まるで、戦場となった町にはとても見えない。
幸い、町の住民に被害がなかったからだ。
それと、兵隊が客として押し掛けているからだ。
ポリーヌとクロト達は、夜に煌めく通りを並んで歩く。
(・・・それにしても・・・クロトと二人っきりとは? うぅーー凄く緊張してしまう・・・)
だが、ポリーヌは雰囲気の良い景色を楽しむ暇なく緊張していた。
「顔が赤いぞ、大丈夫なのか?」
「そ、そんな事はない、心配しなくていい」
クロトから心配される、ポリーヌ。
(・・・うぅ~~だって赤くなるだろう・・・二人切りで行動しているんだから? しかし似ている? あの暗黒騎士は色白で赤目・・・それに白髪だった・・・)
けど、彼は黒髪黒目で褐色肌。
それでも、顔はそっくりだ。
いったい、何故だろうかって同一人物としか考えられないが。
だったらだったで、嬉しい半面、悲しくもあるな。
同一人物だったら、明日は憲兵に連行だもんな。
何故こんなにも、暗黒騎士とクロトの容姿は似ているのか。
その理由が分からず、ポリーヌは眉間に皺《しわ》を寄せて悩む。
「そうか、それより怪しい奴がどうたら聞いたが?」
「ああ、それは他の隊の兵士の見間違いだったようだ」
怪しい奴、エリックが報告した奴か。
何かと見間違えた奴の話だな。
みんな、敵の夜襲を警戒してピリピリしている。
きっと、誰かの影を暗黒騎士と勘違いしたのだろう。
クロトが気にした不審者を、ポリーヌは見間違いだろうと判断した。
「暗黒騎士は恐ろしい奴等だからな、一人で一個中隊を全滅させる力を持っているからな・・・私の先輩達も・・・」
「も・・・?」
何気なく語り始めた、ポリーヌをクロトはふしぎがる。
(・・・グルシュニク、フレート、ユッテ・・・暗黒騎士や魔皇軍は彼女達の命を・・・でも? 私はそんな奴に恋している・・・)

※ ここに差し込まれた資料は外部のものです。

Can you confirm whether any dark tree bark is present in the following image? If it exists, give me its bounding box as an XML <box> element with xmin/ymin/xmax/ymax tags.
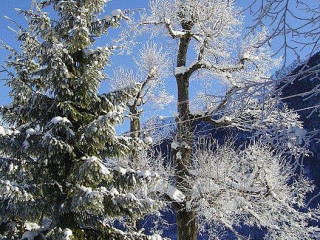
<box><xmin>173</xmin><ymin>23</ymin><xmax>198</xmax><ymax>240</ymax></box>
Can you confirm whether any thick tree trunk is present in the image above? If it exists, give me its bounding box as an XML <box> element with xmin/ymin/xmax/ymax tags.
<box><xmin>173</xmin><ymin>25</ymin><xmax>198</xmax><ymax>240</ymax></box>
<box><xmin>129</xmin><ymin>104</ymin><xmax>141</xmax><ymax>168</ymax></box>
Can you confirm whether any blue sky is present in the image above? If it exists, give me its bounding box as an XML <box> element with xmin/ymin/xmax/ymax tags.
<box><xmin>0</xmin><ymin>0</ymin><xmax>148</xmax><ymax>106</ymax></box>
<box><xmin>0</xmin><ymin>0</ymin><xmax>308</xmax><ymax>133</ymax></box>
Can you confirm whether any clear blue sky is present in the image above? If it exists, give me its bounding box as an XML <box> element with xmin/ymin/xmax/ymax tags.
<box><xmin>0</xmin><ymin>0</ymin><xmax>148</xmax><ymax>106</ymax></box>
<box><xmin>0</xmin><ymin>0</ymin><xmax>304</xmax><ymax>134</ymax></box>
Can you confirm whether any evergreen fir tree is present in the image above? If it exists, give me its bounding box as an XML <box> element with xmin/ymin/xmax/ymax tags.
<box><xmin>0</xmin><ymin>0</ymin><xmax>161</xmax><ymax>240</ymax></box>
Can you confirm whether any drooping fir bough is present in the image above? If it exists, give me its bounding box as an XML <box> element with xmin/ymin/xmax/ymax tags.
<box><xmin>0</xmin><ymin>0</ymin><xmax>165</xmax><ymax>240</ymax></box>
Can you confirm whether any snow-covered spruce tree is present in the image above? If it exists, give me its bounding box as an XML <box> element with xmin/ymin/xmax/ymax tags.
<box><xmin>122</xmin><ymin>0</ymin><xmax>317</xmax><ymax>240</ymax></box>
<box><xmin>0</xmin><ymin>0</ymin><xmax>164</xmax><ymax>240</ymax></box>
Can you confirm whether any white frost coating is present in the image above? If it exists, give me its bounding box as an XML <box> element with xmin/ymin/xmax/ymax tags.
<box><xmin>174</xmin><ymin>66</ymin><xmax>188</xmax><ymax>75</ymax></box>
<box><xmin>111</xmin><ymin>9</ymin><xmax>122</xmax><ymax>17</ymax></box>
<box><xmin>213</xmin><ymin>116</ymin><xmax>232</xmax><ymax>123</ymax></box>
<box><xmin>114</xmin><ymin>167</ymin><xmax>127</xmax><ymax>175</ymax></box>
<box><xmin>110</xmin><ymin>188</ymin><xmax>119</xmax><ymax>195</ymax></box>
<box><xmin>171</xmin><ymin>140</ymin><xmax>179</xmax><ymax>149</ymax></box>
<box><xmin>155</xmin><ymin>180</ymin><xmax>185</xmax><ymax>202</ymax></box>
<box><xmin>166</xmin><ymin>184</ymin><xmax>185</xmax><ymax>202</ymax></box>
<box><xmin>0</xmin><ymin>126</ymin><xmax>6</xmax><ymax>136</ymax></box>
<box><xmin>104</xmin><ymin>15</ymin><xmax>112</xmax><ymax>22</ymax></box>
<box><xmin>21</xmin><ymin>231</ymin><xmax>39</xmax><ymax>240</ymax></box>
<box><xmin>144</xmin><ymin>137</ymin><xmax>153</xmax><ymax>144</ymax></box>
<box><xmin>26</xmin><ymin>128</ymin><xmax>37</xmax><ymax>136</ymax></box>
<box><xmin>51</xmin><ymin>117</ymin><xmax>71</xmax><ymax>124</ymax></box>
<box><xmin>125</xmin><ymin>193</ymin><xmax>137</xmax><ymax>200</ymax></box>
<box><xmin>138</xmin><ymin>170</ymin><xmax>151</xmax><ymax>178</ymax></box>
<box><xmin>63</xmin><ymin>228</ymin><xmax>72</xmax><ymax>240</ymax></box>
<box><xmin>83</xmin><ymin>48</ymin><xmax>95</xmax><ymax>56</ymax></box>
<box><xmin>149</xmin><ymin>234</ymin><xmax>162</xmax><ymax>240</ymax></box>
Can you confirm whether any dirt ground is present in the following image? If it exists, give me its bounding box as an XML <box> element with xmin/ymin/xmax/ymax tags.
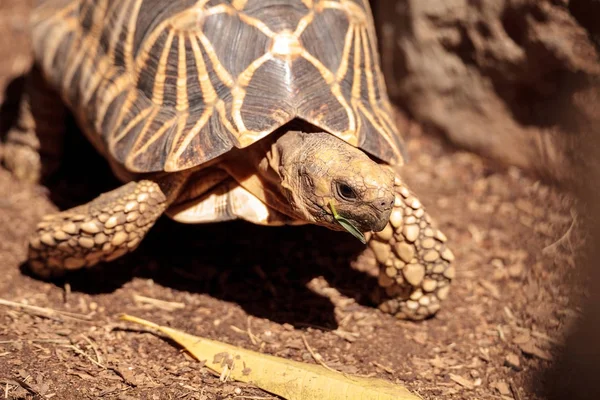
<box><xmin>0</xmin><ymin>0</ymin><xmax>585</xmax><ymax>400</ymax></box>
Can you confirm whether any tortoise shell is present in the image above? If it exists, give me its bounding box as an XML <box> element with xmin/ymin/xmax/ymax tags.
<box><xmin>32</xmin><ymin>0</ymin><xmax>403</xmax><ymax>173</ymax></box>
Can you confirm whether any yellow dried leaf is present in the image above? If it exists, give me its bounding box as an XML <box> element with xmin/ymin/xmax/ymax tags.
<box><xmin>121</xmin><ymin>315</ymin><xmax>421</xmax><ymax>400</ymax></box>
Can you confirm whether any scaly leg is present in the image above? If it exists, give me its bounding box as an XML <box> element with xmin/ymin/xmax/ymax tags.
<box><xmin>542</xmin><ymin>208</ymin><xmax>578</xmax><ymax>255</ymax></box>
<box><xmin>2</xmin><ymin>67</ymin><xmax>66</xmax><ymax>183</ymax></box>
<box><xmin>29</xmin><ymin>173</ymin><xmax>187</xmax><ymax>277</ymax></box>
<box><xmin>368</xmin><ymin>178</ymin><xmax>455</xmax><ymax>320</ymax></box>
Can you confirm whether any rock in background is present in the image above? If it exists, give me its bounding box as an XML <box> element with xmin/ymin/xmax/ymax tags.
<box><xmin>373</xmin><ymin>0</ymin><xmax>600</xmax><ymax>190</ymax></box>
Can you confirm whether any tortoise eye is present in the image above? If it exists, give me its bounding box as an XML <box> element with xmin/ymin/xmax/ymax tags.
<box><xmin>336</xmin><ymin>182</ymin><xmax>358</xmax><ymax>201</ymax></box>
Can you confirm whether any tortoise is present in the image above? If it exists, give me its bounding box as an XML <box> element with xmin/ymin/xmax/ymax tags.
<box><xmin>4</xmin><ymin>0</ymin><xmax>454</xmax><ymax>319</ymax></box>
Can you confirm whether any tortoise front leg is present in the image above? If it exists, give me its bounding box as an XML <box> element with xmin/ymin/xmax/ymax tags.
<box><xmin>368</xmin><ymin>178</ymin><xmax>455</xmax><ymax>320</ymax></box>
<box><xmin>29</xmin><ymin>180</ymin><xmax>170</xmax><ymax>277</ymax></box>
<box><xmin>2</xmin><ymin>67</ymin><xmax>66</xmax><ymax>184</ymax></box>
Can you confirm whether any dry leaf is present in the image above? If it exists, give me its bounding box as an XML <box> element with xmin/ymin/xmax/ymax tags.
<box><xmin>121</xmin><ymin>315</ymin><xmax>421</xmax><ymax>400</ymax></box>
<box><xmin>519</xmin><ymin>341</ymin><xmax>552</xmax><ymax>361</ymax></box>
<box><xmin>449</xmin><ymin>374</ymin><xmax>475</xmax><ymax>389</ymax></box>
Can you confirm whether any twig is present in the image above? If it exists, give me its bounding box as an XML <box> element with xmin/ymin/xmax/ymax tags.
<box><xmin>246</xmin><ymin>316</ymin><xmax>258</xmax><ymax>346</ymax></box>
<box><xmin>0</xmin><ymin>378</ymin><xmax>44</xmax><ymax>400</ymax></box>
<box><xmin>509</xmin><ymin>380</ymin><xmax>521</xmax><ymax>400</ymax></box>
<box><xmin>0</xmin><ymin>299</ymin><xmax>91</xmax><ymax>321</ymax></box>
<box><xmin>133</xmin><ymin>294</ymin><xmax>185</xmax><ymax>311</ymax></box>
<box><xmin>63</xmin><ymin>282</ymin><xmax>71</xmax><ymax>304</ymax></box>
<box><xmin>65</xmin><ymin>344</ymin><xmax>108</xmax><ymax>369</ymax></box>
<box><xmin>0</xmin><ymin>339</ymin><xmax>71</xmax><ymax>346</ymax></box>
<box><xmin>80</xmin><ymin>335</ymin><xmax>102</xmax><ymax>364</ymax></box>
<box><xmin>302</xmin><ymin>334</ymin><xmax>342</xmax><ymax>374</ymax></box>
<box><xmin>371</xmin><ymin>361</ymin><xmax>396</xmax><ymax>375</ymax></box>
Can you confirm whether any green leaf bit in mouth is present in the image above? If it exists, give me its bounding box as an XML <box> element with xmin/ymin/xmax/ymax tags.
<box><xmin>329</xmin><ymin>202</ymin><xmax>367</xmax><ymax>244</ymax></box>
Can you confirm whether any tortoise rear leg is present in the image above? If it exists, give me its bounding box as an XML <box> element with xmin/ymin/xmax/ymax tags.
<box><xmin>2</xmin><ymin>67</ymin><xmax>66</xmax><ymax>183</ymax></box>
<box><xmin>368</xmin><ymin>178</ymin><xmax>455</xmax><ymax>320</ymax></box>
<box><xmin>29</xmin><ymin>179</ymin><xmax>175</xmax><ymax>277</ymax></box>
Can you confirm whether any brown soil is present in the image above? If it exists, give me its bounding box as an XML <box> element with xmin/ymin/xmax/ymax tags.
<box><xmin>0</xmin><ymin>0</ymin><xmax>582</xmax><ymax>400</ymax></box>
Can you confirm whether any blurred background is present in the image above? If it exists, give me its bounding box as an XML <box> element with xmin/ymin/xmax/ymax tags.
<box><xmin>0</xmin><ymin>0</ymin><xmax>600</xmax><ymax>400</ymax></box>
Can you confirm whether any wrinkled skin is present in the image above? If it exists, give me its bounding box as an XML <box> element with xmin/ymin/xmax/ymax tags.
<box><xmin>267</xmin><ymin>131</ymin><xmax>394</xmax><ymax>232</ymax></box>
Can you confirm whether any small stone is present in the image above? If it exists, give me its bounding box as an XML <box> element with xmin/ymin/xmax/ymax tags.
<box><xmin>406</xmin><ymin>197</ymin><xmax>421</xmax><ymax>210</ymax></box>
<box><xmin>423</xmin><ymin>250</ymin><xmax>440</xmax><ymax>262</ymax></box>
<box><xmin>406</xmin><ymin>300</ymin><xmax>419</xmax><ymax>310</ymax></box>
<box><xmin>40</xmin><ymin>233</ymin><xmax>56</xmax><ymax>246</ymax></box>
<box><xmin>410</xmin><ymin>289</ymin><xmax>423</xmax><ymax>301</ymax></box>
<box><xmin>491</xmin><ymin>381</ymin><xmax>512</xmax><ymax>396</ymax></box>
<box><xmin>508</xmin><ymin>262</ymin><xmax>524</xmax><ymax>278</ymax></box>
<box><xmin>29</xmin><ymin>237</ymin><xmax>42</xmax><ymax>250</ymax></box>
<box><xmin>434</xmin><ymin>231</ymin><xmax>448</xmax><ymax>242</ymax></box>
<box><xmin>444</xmin><ymin>267</ymin><xmax>456</xmax><ymax>279</ymax></box>
<box><xmin>137</xmin><ymin>193</ymin><xmax>148</xmax><ymax>203</ymax></box>
<box><xmin>504</xmin><ymin>353</ymin><xmax>521</xmax><ymax>371</ymax></box>
<box><xmin>110</xmin><ymin>232</ymin><xmax>127</xmax><ymax>246</ymax></box>
<box><xmin>60</xmin><ymin>222</ymin><xmax>79</xmax><ymax>235</ymax></box>
<box><xmin>125</xmin><ymin>201</ymin><xmax>138</xmax><ymax>213</ymax></box>
<box><xmin>394</xmin><ymin>242</ymin><xmax>415</xmax><ymax>263</ymax></box>
<box><xmin>421</xmin><ymin>238</ymin><xmax>435</xmax><ymax>249</ymax></box>
<box><xmin>421</xmin><ymin>279</ymin><xmax>437</xmax><ymax>292</ymax></box>
<box><xmin>77</xmin><ymin>237</ymin><xmax>94</xmax><ymax>249</ymax></box>
<box><xmin>65</xmin><ymin>257</ymin><xmax>85</xmax><ymax>269</ymax></box>
<box><xmin>441</xmin><ymin>248</ymin><xmax>454</xmax><ymax>262</ymax></box>
<box><xmin>402</xmin><ymin>225</ymin><xmax>420</xmax><ymax>243</ymax></box>
<box><xmin>81</xmin><ymin>221</ymin><xmax>101</xmax><ymax>235</ymax></box>
<box><xmin>390</xmin><ymin>208</ymin><xmax>403</xmax><ymax>228</ymax></box>
<box><xmin>48</xmin><ymin>257</ymin><xmax>61</xmax><ymax>268</ymax></box>
<box><xmin>437</xmin><ymin>286</ymin><xmax>450</xmax><ymax>300</ymax></box>
<box><xmin>370</xmin><ymin>241</ymin><xmax>392</xmax><ymax>264</ymax></box>
<box><xmin>377</xmin><ymin>273</ymin><xmax>394</xmax><ymax>288</ymax></box>
<box><xmin>376</xmin><ymin>225</ymin><xmax>394</xmax><ymax>242</ymax></box>
<box><xmin>427</xmin><ymin>303</ymin><xmax>441</xmax><ymax>315</ymax></box>
<box><xmin>402</xmin><ymin>264</ymin><xmax>425</xmax><ymax>286</ymax></box>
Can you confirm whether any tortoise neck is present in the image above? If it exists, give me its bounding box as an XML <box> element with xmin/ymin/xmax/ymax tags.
<box><xmin>219</xmin><ymin>135</ymin><xmax>304</xmax><ymax>220</ymax></box>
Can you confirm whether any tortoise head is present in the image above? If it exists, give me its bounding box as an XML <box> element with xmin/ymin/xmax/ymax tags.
<box><xmin>269</xmin><ymin>131</ymin><xmax>394</xmax><ymax>232</ymax></box>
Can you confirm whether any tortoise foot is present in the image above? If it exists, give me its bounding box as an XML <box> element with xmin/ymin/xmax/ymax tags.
<box><xmin>29</xmin><ymin>181</ymin><xmax>167</xmax><ymax>277</ymax></box>
<box><xmin>368</xmin><ymin>178</ymin><xmax>455</xmax><ymax>320</ymax></box>
<box><xmin>2</xmin><ymin>143</ymin><xmax>42</xmax><ymax>184</ymax></box>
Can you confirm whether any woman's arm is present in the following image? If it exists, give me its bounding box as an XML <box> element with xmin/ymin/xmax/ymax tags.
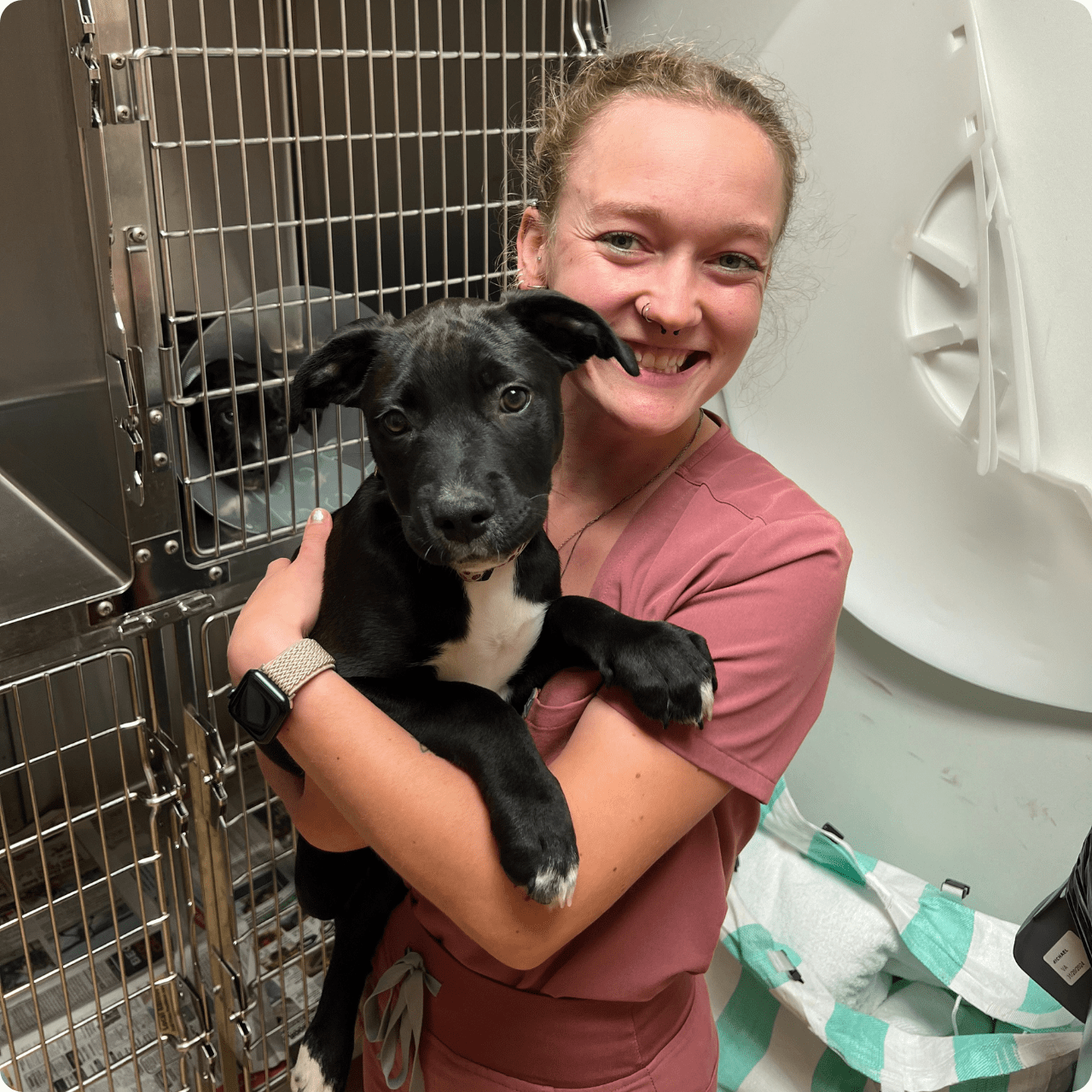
<box><xmin>278</xmin><ymin>671</ymin><xmax>729</xmax><ymax>968</ymax></box>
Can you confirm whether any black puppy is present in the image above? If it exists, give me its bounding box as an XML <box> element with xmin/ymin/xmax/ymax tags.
<box><xmin>184</xmin><ymin>355</ymin><xmax>290</xmax><ymax>492</ymax></box>
<box><xmin>273</xmin><ymin>289</ymin><xmax>717</xmax><ymax>1092</ymax></box>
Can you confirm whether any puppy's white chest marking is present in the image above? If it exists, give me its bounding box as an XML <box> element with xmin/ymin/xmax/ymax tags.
<box><xmin>429</xmin><ymin>561</ymin><xmax>547</xmax><ymax>698</ymax></box>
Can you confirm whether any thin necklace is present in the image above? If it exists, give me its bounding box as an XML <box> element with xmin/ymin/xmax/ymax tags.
<box><xmin>557</xmin><ymin>410</ymin><xmax>703</xmax><ymax>577</ymax></box>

騎士としての責務を取るか、それとも恋を取るか、悩み苦しむ、ポリーヌ。
(・・・はぁ~~どうすれば良いんだ? 騎士としてっ! 人としてっ! 敵であり仲間の仇に恋するなんてっ! イケナイ事なのに・・・)
心の中で、ポリーヌは溜め息を吐くしかない。
「そんな奴の容疑が掛かっているのか、俺は・・・」
(・・・クロトッ! お前は暗黒騎士じゃないよな? だったら私は・・・んんっ! あらっ? もう来たの? あの二人・・・)
クロトとポリーヌ達に、遠くから冒険者である、シノブとリーヌス達が来るのが見えた。
「そうだ、と言うか来たな? あの二人だ」
ポリーヌには、街灯の光に照らされた、シノブとリーヌス達の体が黄色がかって見える。
「お前達、来たか・・・聞きたい事があるんだけど・・・」
「あら何でしょう、昼間も私達に質問しようとしましたね?」
「何なりと? おや、あの黒い影は・・・」
(・・・クロト、二人に対する質問は何だ? シノブとリッターだったわよね? 何を聞くのかしっ!? 黒い影ですってっ!! ・・・)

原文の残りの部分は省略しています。